Wie waren Sie selbst zur ETA eingestellt?

Wenn man so jung ist, ist man sehr anfällig. Man war immer der Propaganda ausgesetzt. Oder weil die Freunde mitmachen. Ich glaube, es sind drei Gründe, weshalb ich trotzdem nicht anfällig für Gewalt war.

Und welche sind das?

Zum einen meine christliche Erziehung. Ich hatte schon mit vier, fünf Jahren eine Moralvorstellung. Man durfte andere Menschen nicht verletzten und auch nicht töten. Ich wusste das, und ich war völlig davon überzeugt. Meine Mutter hat mir auch Grimms Märchen erzählt, wo man lernt, wer der Böse ist und was man darf und was nicht. Das sind sehr einfache, schlichte Prinzipien, aber sie waren nützlich. Wenn ich gewalttätig geworden wäre, hätte ich gegen diese Prinzipien verstoßen müssen.

Und die anderen Gründe?

Ich bin in einer Stadt aufgewachsen, in San Sebastian. Man hat dort leichter Zuflucht, wenn man mit einem sozialen Konflikt lebt. In einem kleinen Dorf ist das sehr schwierig – wo sich alle kennen und man weiß, was der andere denkt und welche Partei er wählt. In einem Dorf als Dissident aufzutreten, ist nicht nur sehr schwierig, sondern auch gefährlich. Und der dritte Grund sind die Bücher.

Inwiefern?

Ich wusste schon früh, dass die Welt nicht in meiner Straße endet. Es geht weiter. Es gibt andere Sprachen, andere Ideologien, andere Menschen, andere Kulturen. Und das wirkt gegen Gewalt. Durch Bücher wurde ich sehr kritisch. Nicht nur, dass ich mich gegen Gewalt schützen wollte. Sondern ich begann zu verstehen. Ich war dagegen.

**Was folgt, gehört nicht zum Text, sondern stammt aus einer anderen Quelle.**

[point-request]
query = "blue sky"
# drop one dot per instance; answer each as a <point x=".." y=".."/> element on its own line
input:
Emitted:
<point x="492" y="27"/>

2018 gab die ETA ihre vollständige Auflösung bekannt. Können Sie sich noch an diesen Tag erinnern?

Ich habe sogar einen Satz auf Twitter veröffentlicht, der an ein Zitat von Kafka angelehnt war: „Heute begann der Krieg, am Nachmittag bin ich schwimmen gegangen.“ Die letzten ETA-Mitglieder wollten, dass man sie in allen Zeitungen vorstellt, aber die spielten schon lange keine Rolle mehr.

Wie wichtig war die Kultur für den Frieden in der spanischen Gesellschaft?

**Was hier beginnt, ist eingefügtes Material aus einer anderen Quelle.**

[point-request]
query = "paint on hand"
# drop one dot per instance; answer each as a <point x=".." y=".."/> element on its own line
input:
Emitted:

Ein Beispiel: Der Titel Kulturhauptstadt hat in meiner Heimatstadt San Sebastian einfach Brücken gebaut. Nach Jahrzehnten des ETA-Terrorismus mit vielen Opfern war es uns absolut wichtig, dass man etwas Positives erzeugen kann. Also man schafft Verbindungen zwischen Leuten, die sich gestern nicht angesprochen haben. Kultur kann eine Brücke bauen.

Können Sie das erklären?

Für mich ist die wichtigste Funktion der Kultur, dass sie die Menschen besser macht, uns motiviert. Und, dass sie uns freier macht. Durch Kultur werden wir in die Lage versetzt, die Realität selbst zu verstehen, ohne dass uns jemand bevormundet. Wer viel liest und reist, wird auch toleranter. Weil diese Person weiß, es gibt auch Leute mit anderen Realitäten. Die im Leben anders denken und sprechen. Also ich glaube, Kultur macht uns menschlicher. Deshalb kann sie uns verbinden. Ich würde mich auch sehr freuen, wenn Hannover Kulturhauptstadt wird.

Warum?

Die Stadt ist viel besser als ihr Ruf. Ich sage das, weil ich viele Witze über Hannover als Provinzstadt höre. Das stimmt aber nicht, Hannover lebt! Hier gibt es ein Kulturangebot besten Ranges. Deshalb sollte Hannover in Europa bekannter sein.

Möchten Sie Menschen mit Ihren Büchern verbinden?

Das wäre schön. Aber im Prinzip ist es meine Absicht, durch meine Literatur nur Dankeschön zu sagen an die Literaten, die in vergangenen Zeiten geschrieben haben – die ich gerne gelesen habe. Ich will nicht schreiben, um die Welt zu retten. Das steht außer meiner Kraft.

Wäre das nicht ein schöner Idealismus?

Nein. Idealismus und ich passen nicht so gut zusammen. Außer natürlich, als ich jung war. Seitdem habe ich meinen Vorrat an Idealismus aber schon verbraucht.